Page MenuHomePhabricator

Update FlaggedRevs for new categorylinks schema
Closed, ResolvedPublic

Description

Author: ayg

Description:
FlaggedRevs uses cl_sortkey, so it might be broken by the categorylinks changes http://lists.wikimedia.org/pipermail/wikitech-l/2010-July/048399.html. I looked at the code and wasn't immediately sure what it was doing, so I wasn't sure how to fix it. If someone who knows more about FlaggedRevs could either fix it or say what needs to be done or say what FlaggedRevs uses categorylinks for, please do.

Important changes are:

  1. The (cl_to, cl_sortkey, cl_from) index was changed to (cl_to, cl_type, cl_sortkey, cl_from). This means that SELECT ... WHERE cl_to = 'Foo' ORDER BY cl_sortkey; will cause a filesort. It would need to be changed to ORDER BY cl_type, cl_sortkey, or have AND cl_type = 'page' added, or something. (cl_type is a new ENUM equal to either 'page', 'subcat', or 'file' depending on the namespace of cl_from.) Likewise if you have offsets, those would need to include cl_type too to use the index properly.
  1. cl_sortkey is now a binary string, at least in principle. Right now it's mostly text but could have embedded nulls; in the future it will likely be changed to pure binary sortkeys generated by CLDR or something. If you're printing these or anything, don't.
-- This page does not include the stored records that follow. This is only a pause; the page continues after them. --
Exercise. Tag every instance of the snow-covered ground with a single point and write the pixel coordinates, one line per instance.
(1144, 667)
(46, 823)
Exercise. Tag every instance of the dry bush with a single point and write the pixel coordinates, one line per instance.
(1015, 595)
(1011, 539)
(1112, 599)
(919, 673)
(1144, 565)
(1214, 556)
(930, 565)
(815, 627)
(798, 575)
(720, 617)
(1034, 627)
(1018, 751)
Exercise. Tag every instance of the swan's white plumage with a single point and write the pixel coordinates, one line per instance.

Possibly no changes are needed, I'm not sure.


Version: unspecified
Severity: normal

Details

Reference
bz25084

Event Timeline

bzimport raised the priority of this task from to Medium.Nov 21 2014, 11:13 PM
bzimport set Reference to bz25084.

(In reply to comment #0)

  1. The (cl_to, cl_sortkey, cl_from) index was changed to (cl_to, cl_type,

cl_sortkey, cl_from). This means that SELECT ... WHERE cl_to = 'Foo' ORDER BY
cl_sortkey; will cause a filesort. It would need to be changed to ORDER BY
cl_type, cl_sortkey, or have AND cl_type = 'page' added, or something.
(cl_type is a new ENUM equal to either 'page', 'subcat', or 'file' depending on
the namespace of cl_from.) Likewise if you have offsets, those would need to
include cl_type too to use the index properly.

We only use the sortkey in two places. One of them isn't affected. The second was, and is fixed in r72509.

  1. cl_sortkey is now a binary string, at least in principle. Right now it's

mostly text but could have embedded nulls; in the future it will likely be
changed to pure binary sortkeys generated by CLDR or something. If you're
printing these or anything, don't.

We don't :)